Pub Date: March 14th, 2017
ISBN: 978-0-399-56209-9
Publisher: Pamela Dorman/Viking

This chain-smoking, margarita-swilling, varmint-shooting 68-year-old with secrets in her past is nothing like the other moms in town—and her 10-year-old daughter is terrified of losing her.

Willow Havens was conceived “in something close to a bona fide miracle, when [Polly Havens] and her soon-to-be-late husband of thirty-seven years consummated their love for the last time.” Three days after the funeral, Polly, in her late 50s at that point, learned she was pregnant. Advised by her doctor to terminate the pregnancy, she advised him to drop dead. Five months later, Willow was born, and Polly raises her the same way she raised her first two, long since grown and gone: “Folksy southern wisdom and distinctly custom-made punishments.” But Willow is worried. “What tormented me most, even more than [her]secrets, were her cigarettes.” Polly works as a checker at Walgreens, but her real calling is her flower and vegetable garden, “which encompassed most of our front and back yards” and is the source of epic feuds with squirrels and other "varmints" ranging from beetles, stinkbugs, and squirrels to the neighbors’ pets and the neighbors themselves.
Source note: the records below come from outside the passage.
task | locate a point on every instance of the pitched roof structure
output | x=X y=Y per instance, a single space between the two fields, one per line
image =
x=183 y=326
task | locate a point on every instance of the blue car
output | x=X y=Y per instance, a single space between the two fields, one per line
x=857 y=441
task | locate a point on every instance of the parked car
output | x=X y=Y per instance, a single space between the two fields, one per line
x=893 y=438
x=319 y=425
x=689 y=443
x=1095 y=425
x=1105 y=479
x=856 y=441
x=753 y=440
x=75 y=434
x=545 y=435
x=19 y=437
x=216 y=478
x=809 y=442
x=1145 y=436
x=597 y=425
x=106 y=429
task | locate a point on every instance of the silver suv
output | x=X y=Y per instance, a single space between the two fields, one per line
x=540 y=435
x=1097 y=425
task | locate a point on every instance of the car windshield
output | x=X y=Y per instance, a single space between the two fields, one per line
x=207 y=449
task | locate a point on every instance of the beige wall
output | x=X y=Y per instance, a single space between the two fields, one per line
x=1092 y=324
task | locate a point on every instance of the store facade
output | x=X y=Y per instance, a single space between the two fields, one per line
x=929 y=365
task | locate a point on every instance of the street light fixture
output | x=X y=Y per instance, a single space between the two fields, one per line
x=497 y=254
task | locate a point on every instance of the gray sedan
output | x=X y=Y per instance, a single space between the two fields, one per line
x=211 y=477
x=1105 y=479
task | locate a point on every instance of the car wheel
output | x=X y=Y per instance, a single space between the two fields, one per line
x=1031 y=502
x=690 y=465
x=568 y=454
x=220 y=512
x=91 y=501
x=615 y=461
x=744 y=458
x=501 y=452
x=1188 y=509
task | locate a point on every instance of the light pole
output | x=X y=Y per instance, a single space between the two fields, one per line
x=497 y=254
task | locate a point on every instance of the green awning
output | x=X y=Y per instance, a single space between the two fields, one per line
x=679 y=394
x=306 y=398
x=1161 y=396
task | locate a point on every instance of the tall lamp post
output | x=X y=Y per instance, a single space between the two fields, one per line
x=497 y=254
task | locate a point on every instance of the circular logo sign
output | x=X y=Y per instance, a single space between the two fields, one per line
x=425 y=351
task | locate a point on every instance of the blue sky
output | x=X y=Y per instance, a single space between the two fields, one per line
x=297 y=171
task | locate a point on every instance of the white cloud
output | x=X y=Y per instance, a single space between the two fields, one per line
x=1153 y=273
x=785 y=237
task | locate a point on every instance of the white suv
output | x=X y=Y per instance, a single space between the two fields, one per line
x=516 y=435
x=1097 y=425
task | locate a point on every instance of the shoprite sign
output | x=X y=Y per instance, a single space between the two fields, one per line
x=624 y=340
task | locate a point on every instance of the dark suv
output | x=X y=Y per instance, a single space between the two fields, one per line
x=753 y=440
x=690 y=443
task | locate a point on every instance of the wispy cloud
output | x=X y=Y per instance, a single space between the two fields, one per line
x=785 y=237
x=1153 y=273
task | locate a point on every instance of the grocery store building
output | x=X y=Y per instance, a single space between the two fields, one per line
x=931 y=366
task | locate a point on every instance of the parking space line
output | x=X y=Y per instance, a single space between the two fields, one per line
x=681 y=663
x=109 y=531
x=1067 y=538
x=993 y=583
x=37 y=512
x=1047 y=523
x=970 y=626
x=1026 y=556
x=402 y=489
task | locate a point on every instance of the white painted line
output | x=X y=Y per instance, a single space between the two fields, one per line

Hepinstall’s (Blue Asylum, 2012, etc.) lively story follows the pair into Willow’s teen years, when her best friend, Dalton, becomes a boyfriend and she starts to spend time with girls who have very different lives: mothers with Fendi bags and Pilates classes and crews of Mexican workers cleaning their mansions. Willow’s brother Shel comes home from Mexico, where he’s been nursing his wounds since his wife dumped him. When Willow suggests he try internet dating, Polly wonders what he’ll put in his profile. “Drunk, hates women, no job, lives with mother?” When Polly comes down with a case of the Bear, which is the family’s word for cancer, Willow’s worst fears take shape.

Classic elements of Southern comedy—evil twins, people dropping dead, a faith healer, a river-rafting trip—surround a lovable pair of central characters.